The new strategy, called sanctions-based demand reduction, was spearheaded by former Deputy Attorney General Larry D. Thompson, and it has gone into use here in the last six months, said J.B. Van Hollen, the U.S. attorney for the Western District of Wisconsin.

According to the charges against the man authorities identified as the online dealer, Thomaz W. Franzl, 27, of Chicago had a menu of 13 different substances that ranged from common prescription drugs, such as Ritalin and Percocet, to cocaine and methamphetamine.

The Rhinelander man who became an informant after he was arrested used his credit cards to purchase more than $6,000 in cocaine, OxyContin and Ketamine from Franzl between October 2003 and June 2004, according to an affidavit filed in federal court in Madison last month.

"Before, we probably would have just taken Mr. Franzl and closed down the site and not done anything further," Van Hollen said. "We wouldn't have gone down the ladder to figure out who some of his buyers are."

But in this case, the first involving Internet drug sales in the federal court's Western District - roughly the western two-thirds of the state - authorities from the federal Drug Enforcement Administration and the North Central Drug Enforcement Group, a conglomerate of several northern Wisconsin law enforcement agencies, pretended to fill Internet orders.

Prosecuting drug users has been primarily the responsibility of local and state law enforcement agencies, while federal authorities concentrated on kingpins and big-time dealers. But foreign countries that the government has been pressuring to curb their drug exports have responded that the United States is not limiting drug demand, Van Hollen said.
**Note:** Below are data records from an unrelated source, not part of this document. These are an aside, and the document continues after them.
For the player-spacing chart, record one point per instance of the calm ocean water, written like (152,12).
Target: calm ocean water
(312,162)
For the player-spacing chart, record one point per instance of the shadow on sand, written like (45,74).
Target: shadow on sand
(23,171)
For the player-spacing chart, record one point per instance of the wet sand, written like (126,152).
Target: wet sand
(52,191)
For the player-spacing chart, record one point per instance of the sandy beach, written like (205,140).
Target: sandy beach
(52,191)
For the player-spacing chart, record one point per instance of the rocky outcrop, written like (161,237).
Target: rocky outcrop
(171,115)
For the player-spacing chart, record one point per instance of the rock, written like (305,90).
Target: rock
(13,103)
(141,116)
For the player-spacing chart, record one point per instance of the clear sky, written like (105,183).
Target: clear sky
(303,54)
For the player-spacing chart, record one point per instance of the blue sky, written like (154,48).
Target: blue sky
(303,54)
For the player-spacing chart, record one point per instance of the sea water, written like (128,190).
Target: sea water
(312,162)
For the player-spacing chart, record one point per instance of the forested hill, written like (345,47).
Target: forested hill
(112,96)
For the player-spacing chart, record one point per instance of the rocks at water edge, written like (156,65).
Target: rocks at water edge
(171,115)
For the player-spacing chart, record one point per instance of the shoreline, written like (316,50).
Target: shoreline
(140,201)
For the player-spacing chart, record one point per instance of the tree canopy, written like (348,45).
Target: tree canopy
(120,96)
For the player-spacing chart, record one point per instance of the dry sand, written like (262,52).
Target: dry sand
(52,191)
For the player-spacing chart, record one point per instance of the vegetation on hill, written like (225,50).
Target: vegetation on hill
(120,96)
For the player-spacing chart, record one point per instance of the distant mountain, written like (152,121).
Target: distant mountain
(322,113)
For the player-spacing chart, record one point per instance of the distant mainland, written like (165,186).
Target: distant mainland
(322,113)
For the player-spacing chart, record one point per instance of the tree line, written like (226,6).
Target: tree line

Because Franzl's alleged illegal operation used the Internet, federal prosecutors were able to increase the charges against his suspected customers. On Oct. 6 a federal grand jury in Madison indicted nine of Franzl's would-be customers not only on an attempted drug possession charge, which carries a sentence of up to one year, but also with one count of using the Internet to facilitate the unlawful distribution of a controlled substances. That charge has a maximum four-year sentence.

Mostly professionals
The accused customers were mostly white-collar professionals, according to Tim O'Shea, the federal prosecutor assigned to the case. Authorities said the seven men and two women included a 20-year-old female college student at Ursinus College in Pennsylvania who ordered Ritalin and Adderall; a 26-year-old public relations man in Chicago who ordered Ketamine; and a Glendale man who tried to have cocaine delivered to the house he shares with his parents.

The nine people charged have been ordered to appear in court in Madison but have not been arrested because they are not considered flight risks, O'Shea said.

They are:

Thomas Bronson, 46, of Somerville, Mass.; Steven Cornute, 21, of North Hills, Calif.; Ashley Hans, 20, of Collegeville, Pa.; Matthew Harper, 27, of Nashville, Tenn.; Jonathan Houlihan, 31, of Glendale; Brandon Jenkins, 21, of Scenery Hill, Pa.; Dane Kinchen, 20, of Richmond, Va.; Vince LaConte, 28, of Chicago; and Nicole Sears, 26, of West Sacramento, Calif.

Prosecuting Internet drug dealers' customers, Van Hollen said, sends a signal to others who order drugs on the Web or through the mail thinking it is safer than going into rough neighborhoods to purchase drugs.

No more hiding in offices
"We want to make sure that people out there know that even though they're sitting in their offices, there is a great risk of being found out," Van Hollen said. "We're trying to make sure that the Internet doesn't get used for inappropriate purposes."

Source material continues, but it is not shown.